Oleh: Tedi Kholiludin
Pada tanggal 29 Juni 2024, Prof John A. Titaley, Th.D mengakhiri karir akademik formalnya sebagai Guru Besar Ilmu Teologi. Ia mengawali karir sebagai professor pada 29 November 2001. Uniknya, pidato pengukuhan dan emeritasi dilakukan di dua kampus berbeda. Ayah dua anak itu dinobatkan sebagai guru besar di Universitas Kristen Satya Wacana (UKSW) Salatiga dan mengakhiri muhibah intelektualnya di Universitan Kristen Indonesia Maluku (UKIM) Ambon, yang menjadi tempat pengabdiannya sejak 2017.
Ada beberapa warisan akademik yang penting untuk dipahat dalam ingatan masyarakat akademik, khususnya yang menggumuli studi agama serta kalangan ilmuwan pada umumnya. Salah satu yang sangat penting adalah pendekatan interdisipliner dalam kajian agama. Pada awal 1990-an, John Titaley mengenalkan skema tersebut yang tentu saja tidak bisa dilepaskan dari latar belakang studi yang ditempuhnya selama kurang lebih 5 tahun di San Fransisco Theological Union, Amerika Serikat.
Ketika pulang studi, John Titaley menginisiasi pembentukan Program Pascasarjana Magister Agama dan Masyarakat yang kemudian berubah nomenklatur menjadi Sosiologi Agama pada tahun 1991. Karena didekati secara interdisipliner, maka dibutuhkan pelibatan berbagai macam disiplin untuk mendapatkan sintesis keilmuan.
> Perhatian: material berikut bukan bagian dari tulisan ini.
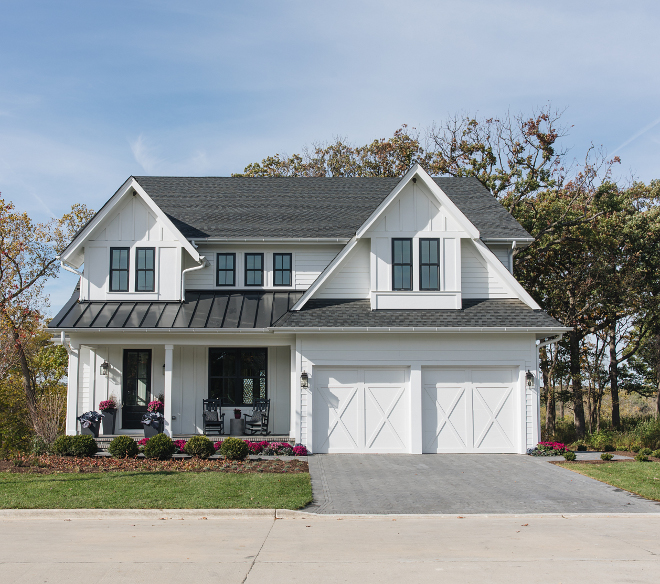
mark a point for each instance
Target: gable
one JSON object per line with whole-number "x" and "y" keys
{"x": 132, "y": 221}
{"x": 352, "y": 278}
Teori-teori sosial kritis, telaah budaya, sosiologi gender dan berbagai disiplin lainnya menjadi pisau analisis untuk membedah agama sebagai sebuah fenomena.
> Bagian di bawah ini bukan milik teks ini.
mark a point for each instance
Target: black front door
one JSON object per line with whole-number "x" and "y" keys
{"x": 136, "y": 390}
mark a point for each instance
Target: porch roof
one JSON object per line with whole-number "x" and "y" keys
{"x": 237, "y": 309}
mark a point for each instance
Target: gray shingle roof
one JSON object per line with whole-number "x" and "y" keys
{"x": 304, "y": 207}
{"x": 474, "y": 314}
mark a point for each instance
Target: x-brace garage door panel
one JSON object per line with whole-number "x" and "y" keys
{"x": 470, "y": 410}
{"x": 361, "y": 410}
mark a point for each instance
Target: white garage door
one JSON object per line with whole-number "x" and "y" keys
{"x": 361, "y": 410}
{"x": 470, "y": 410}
Pada tahun 2003, ia menajamkan visi interdisiplinaritasnya tersebut dengan membuka Program Doktor Sosiologi Agama di UKSW. Di kelas, mahasiswa tidak mengambil banyak 4 mata kuliah saja, tetapi dengan fokus dan kedalaman yang lebih tajam. Mahasiswa dituntut untuk berkontribusi secara keilmuan yang ditandai dengan lahirnya kebaruan teoritik. Hingga pertengahan tahun 2024, sudah lahir puluhan doktor dalam bidang Sosiologi Agama.
Ketika berpindah ke UKIM, John Titaley bertekad untuk tidak hanya mengajar di tempat baru tetapi juga ingin meninggalkan legasi akademik secara struktural. Ia mengajak koleganya di kampus milik Gereja Protestan Maluku (GPM) tersebut untuk mendesain program doktor bertajuk “Agama dan Kebangsaan.” Pada 2019, akhirnya program tersebut mendapatkan izin operasional dan sudah meluluskan dua doktor hingga pertengahan 2024 ini.
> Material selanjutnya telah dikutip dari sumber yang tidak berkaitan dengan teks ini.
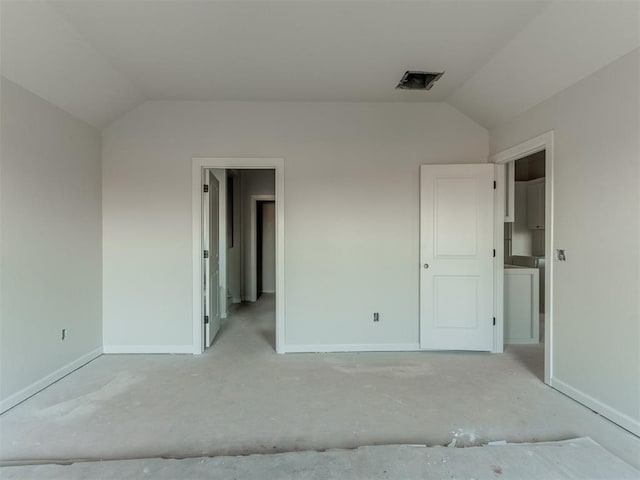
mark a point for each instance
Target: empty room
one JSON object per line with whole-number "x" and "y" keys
{"x": 320, "y": 239}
Dalam pengantar sambutan emeritasinya, John menyebut bahwa Program Doktor “Agama dan Kebangsaan” merupakan puncak dalam pemahaman terhadap Kekristenan yang khas Indonesia. Profil yang diharapkan dari mereka yang mengambil program ini adalah “akademisi/cendekiawan agama dan kebangsaan, dan praktisi agama dan kebangsaan (aktivis, promotor dialog antar agama), yang menjadi pelopor dalam mengembangkan kegiatan-kegiatan dan karya akademik tentang hubungan antara berbagai komunuitas agama dalam kehidupan bersama sebagai suatu bangsa”.
Kebutuhan akan suatu pendekatan lintas disiplin adalah kenyataan yang tak terelakkan. Telaah yang bersifat monodisiplin mungkin menjadi kebutuhan di level sarjana tapi rasa-rasanya sudah tidak bisa diulang di tingkatan pascasarjana. Dunia yang sudah semakin terhubung, membuat satu disiplin akan berarsiran dengan disiplin lainnya. Satu masalah tak bisa dicermati semata-mata dari satu sudut pandang saja, karena ada kompleksitas yang menyertainya. Persoalan kemiskinan misalnya, tak lagi semata-mata dilatari oleh problem ekonomi, tapi juga ada masalah kebijakan, kesenjangan sosial dan lainnya.
Dalam dunia yang terhubung ini, agama, sebagai fenomena sosial juga terhubung dengan banyak aspek; politik, ekonomi, media, globalisasi dan seterusnya. Memahami kekerasan yang dilakukan oleh kelompok agama semata-mata dari sudut pandang teologis, menafikan kemungkinan adanya latar belakang lain, misalnya regulasi negara, jurang sosial yang terlampau lebar dan alasan-alasan lainnya. Menihilkan pemahaman akan perbedaan konteks juga berpotensi pada pola analisis yang parsial.